Yo apenas tengo esbozos de recuerdos de lo que se vivió en esos tiempos, recuerdos que se tergiversan con las diferentes versiones de los hechos que circulan. Se dice que, cuando aquello ocurrió, el sujeto tenía más de cuarenta años y vivía con sus padres. Ellos estaban jubilados y no salían mucho, por lo que la gente tardó en darse cuenta de su ausencia. Cuando el pueblo se enteró, habían pasado varios días y era demasiado tarde para salvarlos. El hombre los había atado para devorarlos en vida trozo a trozo. A juzgar por las velas y otras pruebas de los rituales que allí se habían ejecutado, él había entregado su alma, pero no obtuvo lo que esperaba; el hombre había sido convertido en una bestia, en un monstruo sin conciencia; un esclavo que vivía para satisfacer los morbosos caprichos del Príncipe de las tinieblas.
No sé qué ocurrió con aquel sujeto. Algunos dicen que la policía lo mató cuando intentó escapar, o quizás se entregó, y un oficial enloquecido por la escena le disparó sin pensar. Es que ese escenario de pesadilla debió ser demasiado para la vista. Dos cuerpos desnudos atados en sillas, uno junto al otro, con jirones faltantes por todo el cuerpo, devorados hasta el punto en que quedaron huesos expuestos. La pareja falleció de camino al hospital a causa de las torturas y múltiples infecciones. A veces me pregunto en qué momento se habrán rendido y habrán comenzado a implorar la muerte.
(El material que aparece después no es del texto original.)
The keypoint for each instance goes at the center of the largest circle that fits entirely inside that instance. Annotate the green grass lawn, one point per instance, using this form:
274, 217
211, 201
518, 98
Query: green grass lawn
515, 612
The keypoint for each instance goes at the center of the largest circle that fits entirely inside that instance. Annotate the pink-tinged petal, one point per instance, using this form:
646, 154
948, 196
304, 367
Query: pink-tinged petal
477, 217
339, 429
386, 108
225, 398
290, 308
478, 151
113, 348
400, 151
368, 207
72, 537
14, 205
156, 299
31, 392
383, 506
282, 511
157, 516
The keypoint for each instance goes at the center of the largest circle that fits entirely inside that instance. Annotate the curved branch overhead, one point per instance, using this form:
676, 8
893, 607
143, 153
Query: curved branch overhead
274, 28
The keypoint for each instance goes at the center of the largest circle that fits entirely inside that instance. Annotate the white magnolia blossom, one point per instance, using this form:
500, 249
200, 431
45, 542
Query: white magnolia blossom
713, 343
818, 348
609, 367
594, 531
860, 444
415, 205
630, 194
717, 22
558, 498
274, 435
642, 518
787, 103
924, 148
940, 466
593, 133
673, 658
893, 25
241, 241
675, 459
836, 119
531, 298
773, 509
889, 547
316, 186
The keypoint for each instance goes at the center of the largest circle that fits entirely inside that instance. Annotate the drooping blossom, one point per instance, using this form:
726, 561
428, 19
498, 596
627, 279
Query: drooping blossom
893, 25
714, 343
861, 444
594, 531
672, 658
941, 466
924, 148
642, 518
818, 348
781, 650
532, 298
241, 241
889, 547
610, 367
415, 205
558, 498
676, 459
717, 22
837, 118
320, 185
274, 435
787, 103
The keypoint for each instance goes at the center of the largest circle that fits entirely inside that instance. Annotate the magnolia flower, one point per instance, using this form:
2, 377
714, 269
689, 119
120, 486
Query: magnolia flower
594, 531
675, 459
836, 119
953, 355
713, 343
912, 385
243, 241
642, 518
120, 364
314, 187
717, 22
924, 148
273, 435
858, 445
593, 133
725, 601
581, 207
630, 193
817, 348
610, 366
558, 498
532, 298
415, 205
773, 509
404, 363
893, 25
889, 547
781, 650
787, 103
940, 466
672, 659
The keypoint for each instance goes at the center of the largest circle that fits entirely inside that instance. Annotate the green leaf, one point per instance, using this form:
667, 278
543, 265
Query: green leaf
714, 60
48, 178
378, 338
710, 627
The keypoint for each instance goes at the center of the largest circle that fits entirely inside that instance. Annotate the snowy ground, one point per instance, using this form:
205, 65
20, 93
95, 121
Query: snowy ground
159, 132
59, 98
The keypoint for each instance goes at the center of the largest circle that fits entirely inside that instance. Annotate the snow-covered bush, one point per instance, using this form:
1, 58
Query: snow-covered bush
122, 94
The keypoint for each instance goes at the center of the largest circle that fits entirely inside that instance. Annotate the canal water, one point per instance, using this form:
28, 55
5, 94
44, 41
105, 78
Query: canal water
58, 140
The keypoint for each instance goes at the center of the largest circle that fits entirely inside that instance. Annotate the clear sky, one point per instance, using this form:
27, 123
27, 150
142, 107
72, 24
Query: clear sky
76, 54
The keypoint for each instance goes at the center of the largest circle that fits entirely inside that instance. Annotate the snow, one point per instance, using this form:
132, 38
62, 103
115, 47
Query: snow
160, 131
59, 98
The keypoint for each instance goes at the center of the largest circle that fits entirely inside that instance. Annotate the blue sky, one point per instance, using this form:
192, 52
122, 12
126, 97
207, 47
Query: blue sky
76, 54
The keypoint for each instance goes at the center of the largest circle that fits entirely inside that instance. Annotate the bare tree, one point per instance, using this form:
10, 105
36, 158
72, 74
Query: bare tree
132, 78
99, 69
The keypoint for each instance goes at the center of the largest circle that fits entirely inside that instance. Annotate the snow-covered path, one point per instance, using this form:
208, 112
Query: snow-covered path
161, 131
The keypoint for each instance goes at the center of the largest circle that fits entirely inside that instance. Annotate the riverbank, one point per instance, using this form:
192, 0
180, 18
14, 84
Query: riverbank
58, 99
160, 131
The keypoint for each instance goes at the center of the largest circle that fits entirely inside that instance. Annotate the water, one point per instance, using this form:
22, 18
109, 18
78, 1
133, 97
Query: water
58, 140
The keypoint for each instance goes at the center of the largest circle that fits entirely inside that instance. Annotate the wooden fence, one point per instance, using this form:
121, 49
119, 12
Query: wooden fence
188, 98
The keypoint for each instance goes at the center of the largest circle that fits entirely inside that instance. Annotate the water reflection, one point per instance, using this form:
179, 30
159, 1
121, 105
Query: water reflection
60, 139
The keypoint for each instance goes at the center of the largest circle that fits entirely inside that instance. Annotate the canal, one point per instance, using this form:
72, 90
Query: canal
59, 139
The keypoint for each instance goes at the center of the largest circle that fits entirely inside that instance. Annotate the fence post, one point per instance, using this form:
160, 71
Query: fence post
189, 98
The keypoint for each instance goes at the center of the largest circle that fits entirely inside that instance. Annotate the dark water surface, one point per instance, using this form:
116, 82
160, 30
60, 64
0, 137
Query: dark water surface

Existe la versión de que el hombre fue enviado a prisión perpetua, o a un hospital psiquiátrico donde podría seguir vivo; hoy tendría unos setenta u ochenta años, y es probable que los tratamientos y medicinas terminaran de borrar de su mente las atrocidades cometidas. Las versiones de lo que ocurrió con él se multiplican a medida que pasa el tiempo, y hasta he escuchado el relato de que desapareció en su celda en una bola de fuego, de la que solo quedó un pentagrama de cenizas trazado en el suelo.
La historia se convirtió en leyenda, y los jóvenes comenzaron a ir por las noches al lugar abandonado para vandalizarlo, hasta que los vecinos se encargaron de poner una cerca. Nadie volvió a ocupar esa casa hasta el día en que una viuda y su hija llegaron al pueblo; sus nombres: Lucía y Jazmín.
Jazmín era una chica inteligente y entusiasta, que enseguida se hizo amiga de todos sus compañeros de curso. Como profesor no está bien que lo diga, pero si alguna vez tuve una estudiante preferida, esa fue Jazmín.
Soy profesor de ciencias naturales en la escuela primaria. Soy, por tanto, un creyente de que todo tiene una razón de ser, absolutamente todo tiene una explicación racional. Eso es lo que profeso, eso es lo que enseño a mis alumnos. Pero cuando de esa casa se trata, aquello que mis referentes sostienen tiembla, y termino pronunciando palabras que jamás creí saldrían de mis labios, como que hay cosas que no se rigen por las leyes físicas, y que el universo no es del todo cognoscible para el ser humano.
El primer día que Jazmín asistió al colegio se destacó. Cuando se presentó frente a la clase recibió burlas de algunas compañeras, pues era poco desarrollada para su edad. Yo las callé y ella pronto comenzó a perder la timidez y a mostrar su elocuencia.
Esa misma clase llamó la atención de todos por sus saberes. Yo miraba alrededor a ver si alguno de mis antiguos alumnos contestaba a mis preguntas sobre temas de los que habíamos hablado decenas de veces, pero era ella quien contestaba primero.
Tuve la oportunidad de conocer a Lucía, su madre. Llegó con el cabello suelto, labios en rojo y un vestido floreado ajustado en la cintura; mucho más corto de lo que lo suelen usar las otras madres de los estudiantes. Entró al aula para la reunión de padres que hacemos luego de las primeras dos semanas de clases, y yo la llené de elogios por el modo en que había educado a su hija. También la habría elogiado por cómo le quedaba el vestido, pero como profesor no está bien que lo diga.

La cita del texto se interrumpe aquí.